I turned to the mirror and I stared at myself and I frowned. There was no light around me showing my radiance! There would be no perfecting my smile that day as I daydreamed about being rich and famous. All I could think about was my stomach poking under the skin-tight material. It was unattractive or so I thought. Who or what was I trying to attract? Stares, stares from anybody, whether it be the mailman or a talent scout. I wanted somebody to look at me.

Oh from wearing those clothes I'd definatly get stares alright, but they would be from people saying, "how dare she wear clothes like that? who does she think she is?". And I definitly couldn't have that. So I squeezed my stomach in, said a silent prayer, and I wished that when I opened my eyes my little "pot" would be gone. But of course when I opened my eyes again it was still there.

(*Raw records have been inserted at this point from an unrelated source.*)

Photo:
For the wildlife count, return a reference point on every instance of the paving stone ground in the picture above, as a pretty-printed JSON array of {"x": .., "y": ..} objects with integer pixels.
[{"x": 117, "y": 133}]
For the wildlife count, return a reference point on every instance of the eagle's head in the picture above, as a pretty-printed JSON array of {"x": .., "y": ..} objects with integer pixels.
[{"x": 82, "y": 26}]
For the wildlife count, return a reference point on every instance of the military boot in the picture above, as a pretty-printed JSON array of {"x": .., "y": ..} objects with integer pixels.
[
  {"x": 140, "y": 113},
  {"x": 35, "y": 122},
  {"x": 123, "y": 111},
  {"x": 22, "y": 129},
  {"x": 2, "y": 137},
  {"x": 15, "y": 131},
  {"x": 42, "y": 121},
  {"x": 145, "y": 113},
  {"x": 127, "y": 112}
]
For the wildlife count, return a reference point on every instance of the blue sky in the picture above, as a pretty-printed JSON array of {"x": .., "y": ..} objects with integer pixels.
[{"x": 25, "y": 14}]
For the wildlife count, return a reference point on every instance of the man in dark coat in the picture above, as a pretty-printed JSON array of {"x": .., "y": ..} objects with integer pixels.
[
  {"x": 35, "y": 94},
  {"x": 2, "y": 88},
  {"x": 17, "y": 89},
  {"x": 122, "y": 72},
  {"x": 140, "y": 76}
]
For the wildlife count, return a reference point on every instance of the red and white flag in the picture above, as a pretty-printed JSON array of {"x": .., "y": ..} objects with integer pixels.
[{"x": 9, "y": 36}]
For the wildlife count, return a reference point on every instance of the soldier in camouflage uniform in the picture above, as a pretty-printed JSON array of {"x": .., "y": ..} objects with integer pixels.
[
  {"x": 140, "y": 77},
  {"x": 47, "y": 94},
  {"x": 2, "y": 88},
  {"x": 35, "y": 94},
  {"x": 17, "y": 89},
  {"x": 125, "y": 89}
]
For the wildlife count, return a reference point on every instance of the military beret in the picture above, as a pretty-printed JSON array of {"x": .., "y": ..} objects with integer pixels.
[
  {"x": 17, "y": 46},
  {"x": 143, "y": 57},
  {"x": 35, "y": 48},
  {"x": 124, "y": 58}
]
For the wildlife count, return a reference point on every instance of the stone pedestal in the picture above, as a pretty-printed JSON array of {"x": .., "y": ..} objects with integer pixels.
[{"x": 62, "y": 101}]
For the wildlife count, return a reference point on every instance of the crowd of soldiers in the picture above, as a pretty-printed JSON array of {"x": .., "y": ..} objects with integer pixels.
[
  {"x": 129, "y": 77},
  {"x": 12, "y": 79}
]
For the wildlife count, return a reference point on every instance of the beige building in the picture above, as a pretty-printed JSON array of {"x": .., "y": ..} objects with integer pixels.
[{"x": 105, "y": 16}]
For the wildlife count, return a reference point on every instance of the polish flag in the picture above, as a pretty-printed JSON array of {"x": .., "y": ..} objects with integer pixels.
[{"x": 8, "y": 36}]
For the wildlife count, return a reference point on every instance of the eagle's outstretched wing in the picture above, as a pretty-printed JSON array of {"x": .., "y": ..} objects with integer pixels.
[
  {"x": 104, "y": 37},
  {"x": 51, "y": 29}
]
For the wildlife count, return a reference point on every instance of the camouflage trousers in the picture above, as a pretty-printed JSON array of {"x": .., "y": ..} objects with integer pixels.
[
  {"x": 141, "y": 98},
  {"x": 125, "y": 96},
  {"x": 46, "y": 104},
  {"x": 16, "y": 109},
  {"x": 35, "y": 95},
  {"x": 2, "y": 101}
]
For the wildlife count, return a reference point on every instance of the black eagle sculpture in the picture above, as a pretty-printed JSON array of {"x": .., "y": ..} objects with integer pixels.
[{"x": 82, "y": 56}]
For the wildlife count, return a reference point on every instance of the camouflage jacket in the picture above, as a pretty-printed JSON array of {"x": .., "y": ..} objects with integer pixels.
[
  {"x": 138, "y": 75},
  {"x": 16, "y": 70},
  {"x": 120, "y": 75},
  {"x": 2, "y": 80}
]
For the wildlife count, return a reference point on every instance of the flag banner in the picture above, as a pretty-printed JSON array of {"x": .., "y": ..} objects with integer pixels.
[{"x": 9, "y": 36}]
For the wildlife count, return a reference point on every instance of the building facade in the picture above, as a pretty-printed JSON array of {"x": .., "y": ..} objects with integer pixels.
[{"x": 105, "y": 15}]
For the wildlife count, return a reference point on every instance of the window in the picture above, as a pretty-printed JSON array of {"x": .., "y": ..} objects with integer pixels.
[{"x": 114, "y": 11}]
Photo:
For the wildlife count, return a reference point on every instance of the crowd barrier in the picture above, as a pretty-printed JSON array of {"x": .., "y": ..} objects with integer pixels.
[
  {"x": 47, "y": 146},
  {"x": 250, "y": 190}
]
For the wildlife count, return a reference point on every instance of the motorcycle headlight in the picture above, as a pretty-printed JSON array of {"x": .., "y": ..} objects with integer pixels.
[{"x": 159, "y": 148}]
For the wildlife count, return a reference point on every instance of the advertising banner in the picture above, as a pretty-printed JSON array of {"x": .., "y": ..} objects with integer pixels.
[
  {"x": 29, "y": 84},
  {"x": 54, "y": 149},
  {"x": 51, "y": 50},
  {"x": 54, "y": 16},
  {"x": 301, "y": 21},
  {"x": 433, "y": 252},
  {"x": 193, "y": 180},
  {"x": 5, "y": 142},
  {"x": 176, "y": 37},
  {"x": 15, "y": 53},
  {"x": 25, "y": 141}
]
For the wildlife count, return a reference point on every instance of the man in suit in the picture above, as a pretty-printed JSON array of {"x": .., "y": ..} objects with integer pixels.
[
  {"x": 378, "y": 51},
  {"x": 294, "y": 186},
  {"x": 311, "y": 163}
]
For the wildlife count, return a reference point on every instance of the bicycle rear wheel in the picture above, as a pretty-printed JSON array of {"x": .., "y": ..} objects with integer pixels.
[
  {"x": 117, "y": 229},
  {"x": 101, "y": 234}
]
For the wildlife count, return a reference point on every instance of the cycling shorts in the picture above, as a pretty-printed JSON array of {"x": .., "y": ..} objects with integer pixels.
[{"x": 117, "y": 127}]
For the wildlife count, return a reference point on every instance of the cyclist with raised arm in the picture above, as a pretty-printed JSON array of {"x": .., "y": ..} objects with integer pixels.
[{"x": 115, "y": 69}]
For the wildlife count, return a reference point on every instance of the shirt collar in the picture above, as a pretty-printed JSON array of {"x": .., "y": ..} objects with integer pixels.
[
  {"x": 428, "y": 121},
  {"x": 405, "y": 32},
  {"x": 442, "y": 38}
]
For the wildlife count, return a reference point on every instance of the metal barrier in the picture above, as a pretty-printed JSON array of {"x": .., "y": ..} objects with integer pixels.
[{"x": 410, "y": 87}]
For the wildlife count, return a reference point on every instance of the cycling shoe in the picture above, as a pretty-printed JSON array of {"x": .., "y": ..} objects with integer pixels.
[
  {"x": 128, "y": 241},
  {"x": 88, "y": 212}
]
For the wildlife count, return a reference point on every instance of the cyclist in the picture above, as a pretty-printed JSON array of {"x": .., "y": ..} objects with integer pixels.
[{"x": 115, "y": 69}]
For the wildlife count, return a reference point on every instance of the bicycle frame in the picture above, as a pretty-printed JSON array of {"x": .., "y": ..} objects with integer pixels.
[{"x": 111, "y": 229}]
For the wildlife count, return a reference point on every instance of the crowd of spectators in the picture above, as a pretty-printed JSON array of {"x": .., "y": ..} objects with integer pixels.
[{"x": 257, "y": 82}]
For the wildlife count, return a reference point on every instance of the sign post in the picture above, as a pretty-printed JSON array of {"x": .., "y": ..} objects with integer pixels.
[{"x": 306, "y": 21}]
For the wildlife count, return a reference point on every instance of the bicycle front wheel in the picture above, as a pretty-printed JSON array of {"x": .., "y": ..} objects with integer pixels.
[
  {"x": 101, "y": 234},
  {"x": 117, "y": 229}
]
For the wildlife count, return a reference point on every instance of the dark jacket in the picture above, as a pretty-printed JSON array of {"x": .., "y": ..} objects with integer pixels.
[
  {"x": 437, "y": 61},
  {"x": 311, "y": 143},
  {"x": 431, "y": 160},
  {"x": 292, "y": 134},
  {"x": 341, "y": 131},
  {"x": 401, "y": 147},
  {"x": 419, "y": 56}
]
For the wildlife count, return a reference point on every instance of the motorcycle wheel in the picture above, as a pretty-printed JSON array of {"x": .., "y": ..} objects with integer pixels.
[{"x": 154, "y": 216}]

I had small breasts, a pot belly, and thick thighs. Who would think I was pretty if I looked like that. But worse of all I had panty lines. It was at that point that my eyes opened up and I realized how terrible they looked. I think that a pinnacle in every young girls life is the day she actually notices that her underwear makes lines under her clothes and she actually cares. I had just reached that day. But what was I to do about it? I was swearing myself to a life of baggy clothes when Sonya called me from outside the dressing room.

"Sky what's taken so long? Come show me the clothes" she said as I walked out of the dressing room with my shoulders slouched and a frown on my face.

"Sky stand up straight" She added as I stared at the beige carpet that lined the floor. Sonya then circled me like a vulture. She began to tell me how much she liked the outfit.

"It looks great on you" she said as I tried to figure out whether or not she was blind.

"My underwear lines are showing" I said as if it was the end of the world.

"Is that what's bothering you?" she asked not even sounding half as worried as I did. I just nodded my head, yes, because now I felt kind of foolish.

"Well we can fix that honey. Let's go ahead and get you these pretty clothes that look good on you. Then we will go buy you some new panties, okay?" I wanted to cry, she always managed to say the right things.

I was feeling better by the time we got to the underwear store. It was a circus in there. There were people and underclothes everywhere. I had no choice but to stick next to Sonya becuase I feared I'd definitly get lost in the crowd of people. Once again I was faced with so many color choices and varieties. And Oh there was lace! There were lace panties everywhere. I'd never had lace ones before all of mine came in multicolor five-packs.

"What size do you wear" Sonja asked. I had no idea. I'd never brought my own underwear before.

"umm I think an eight and a half" I said telling her shoe size. Sonya laughed. We ended up buying a size five instead. She brought me two bikini's and one thong. And I was thrilled they were so much better than the plain cotton ones I had on at the time. And there was noway that I could show them to my mom because she would definitly have a fit. But I didn't care cause now I was a women. How could a girl not be a women if she she wore bikini and thong panties under her clothes? It just wasn't possible and if it was I didn't care cause now I was much closer to shining then ever before.